A qualifying r/pcgaming post linked to Gematsu's March 24, 2026 report that Behaviour Interactive has acquired The Fun Pimps, the studio behind 7 Days to Die. Gematsu also published a message from co-founder Richard Huenink, who said the game began as a Thanksgiving 2012 project, has sold more than 20 million copies, and helped grow the team from two brothers into a 70-person studio.

Huenink's message framed the deal as a scaling move rather than a handoff. He said 7 Days to Die still has a long list of ideas the studio wants to pursue and that the team needed the right partner to get there. In that telling, Behaviour was chosen not to replace the existing creative core, but to supply the resources and organizational backing needed for a much larger long-term plan.

Why it matters

For Behaviour Interactive, the acquisition broadens a horror-heavy portfolio that already includes Dead by Daylight. For The Fun Pimps, it creates a route to expand a game that already has a massive installed audience but still behaves like a living project rather than a finished product. Huenink specifically said the studios are aligned on community and modding, which is a crucial point for players worried that a corporate parent could flatten the culture that helped 7 Days to Die endure.

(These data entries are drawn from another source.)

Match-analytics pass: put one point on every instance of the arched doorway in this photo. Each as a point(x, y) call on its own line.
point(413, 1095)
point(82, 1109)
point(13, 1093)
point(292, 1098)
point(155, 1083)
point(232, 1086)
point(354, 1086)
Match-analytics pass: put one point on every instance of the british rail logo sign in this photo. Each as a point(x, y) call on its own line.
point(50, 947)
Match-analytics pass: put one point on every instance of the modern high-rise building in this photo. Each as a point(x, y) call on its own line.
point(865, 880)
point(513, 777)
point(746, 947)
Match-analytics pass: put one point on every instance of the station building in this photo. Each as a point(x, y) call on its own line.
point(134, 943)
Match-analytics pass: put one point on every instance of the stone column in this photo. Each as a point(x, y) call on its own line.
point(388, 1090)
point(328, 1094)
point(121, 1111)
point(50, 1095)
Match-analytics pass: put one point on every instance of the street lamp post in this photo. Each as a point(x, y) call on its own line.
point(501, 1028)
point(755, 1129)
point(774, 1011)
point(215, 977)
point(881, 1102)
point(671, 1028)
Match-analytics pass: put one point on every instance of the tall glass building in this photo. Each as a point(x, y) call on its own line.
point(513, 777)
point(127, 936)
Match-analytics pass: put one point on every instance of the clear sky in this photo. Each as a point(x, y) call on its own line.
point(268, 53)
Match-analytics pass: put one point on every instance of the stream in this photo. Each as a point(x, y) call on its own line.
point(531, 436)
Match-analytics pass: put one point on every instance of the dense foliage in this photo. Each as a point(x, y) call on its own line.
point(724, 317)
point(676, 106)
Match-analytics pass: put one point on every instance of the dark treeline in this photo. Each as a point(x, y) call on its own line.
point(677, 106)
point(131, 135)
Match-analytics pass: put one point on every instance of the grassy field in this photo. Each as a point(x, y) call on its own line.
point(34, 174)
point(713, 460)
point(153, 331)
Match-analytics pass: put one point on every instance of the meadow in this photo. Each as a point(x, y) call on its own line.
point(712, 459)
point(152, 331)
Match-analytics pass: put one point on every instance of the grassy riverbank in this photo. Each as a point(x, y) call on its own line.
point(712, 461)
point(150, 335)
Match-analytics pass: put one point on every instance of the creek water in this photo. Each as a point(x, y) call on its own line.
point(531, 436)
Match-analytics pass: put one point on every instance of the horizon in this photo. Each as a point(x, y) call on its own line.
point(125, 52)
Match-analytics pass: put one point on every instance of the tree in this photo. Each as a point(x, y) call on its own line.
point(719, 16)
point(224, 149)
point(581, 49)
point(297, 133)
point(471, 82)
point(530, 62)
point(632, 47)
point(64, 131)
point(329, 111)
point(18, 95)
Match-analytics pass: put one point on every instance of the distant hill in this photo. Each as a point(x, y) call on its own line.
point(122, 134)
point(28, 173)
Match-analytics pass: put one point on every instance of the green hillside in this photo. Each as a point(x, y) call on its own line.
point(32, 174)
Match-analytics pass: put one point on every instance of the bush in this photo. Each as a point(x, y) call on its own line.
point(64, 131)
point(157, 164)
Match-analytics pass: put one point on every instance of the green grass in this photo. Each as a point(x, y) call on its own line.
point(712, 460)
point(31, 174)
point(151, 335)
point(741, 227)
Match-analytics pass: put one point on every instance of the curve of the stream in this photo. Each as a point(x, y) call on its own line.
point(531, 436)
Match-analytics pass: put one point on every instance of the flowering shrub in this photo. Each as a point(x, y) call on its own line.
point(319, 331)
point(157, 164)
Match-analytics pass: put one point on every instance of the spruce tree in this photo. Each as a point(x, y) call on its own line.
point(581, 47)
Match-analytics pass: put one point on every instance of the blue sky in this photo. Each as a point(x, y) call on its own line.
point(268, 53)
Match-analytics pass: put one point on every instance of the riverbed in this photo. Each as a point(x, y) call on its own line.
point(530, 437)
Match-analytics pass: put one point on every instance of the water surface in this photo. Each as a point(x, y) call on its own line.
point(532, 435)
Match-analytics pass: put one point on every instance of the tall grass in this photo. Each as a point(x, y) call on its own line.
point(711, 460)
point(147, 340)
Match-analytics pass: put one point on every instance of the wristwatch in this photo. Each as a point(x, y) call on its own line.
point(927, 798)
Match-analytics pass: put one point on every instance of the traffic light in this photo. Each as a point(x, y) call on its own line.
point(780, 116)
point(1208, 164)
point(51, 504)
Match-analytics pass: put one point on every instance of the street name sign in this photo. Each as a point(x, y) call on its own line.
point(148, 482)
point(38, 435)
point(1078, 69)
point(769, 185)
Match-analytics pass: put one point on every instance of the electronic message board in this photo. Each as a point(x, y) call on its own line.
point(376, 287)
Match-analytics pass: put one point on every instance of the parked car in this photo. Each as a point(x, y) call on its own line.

The staffing language in the announcement is also worth watching. The Fun Pimps said Behaviour's backing will help expand art, engineering, design, community, and player-support teams. That suggests this is not just an IP transaction. It is an operational investment aimed at giving 7 Days to Die more capacity to ship features, support players, and maintain momentum as the survival-crafting market gets more crowded.

What comes next

  • The Fun Pimps said it plans to share more details later this year, so a clearer roadmap is likely the next major checkpoint.
  • Fans will be watching whether mod support and community-facing priorities stay intact after the ownership change.
  • Behaviour now has a chance to prove it can nurture another long-lived PC-first audience without forcing it into a completely different operating model.

The key takeaway is that neither side is presenting this as an ending. On March 24, 2026 the message was that 7 Days to Die is still a growth story, and that Behaviour Interactive is betting there is enough demand left to justify a bigger team and a longer runway.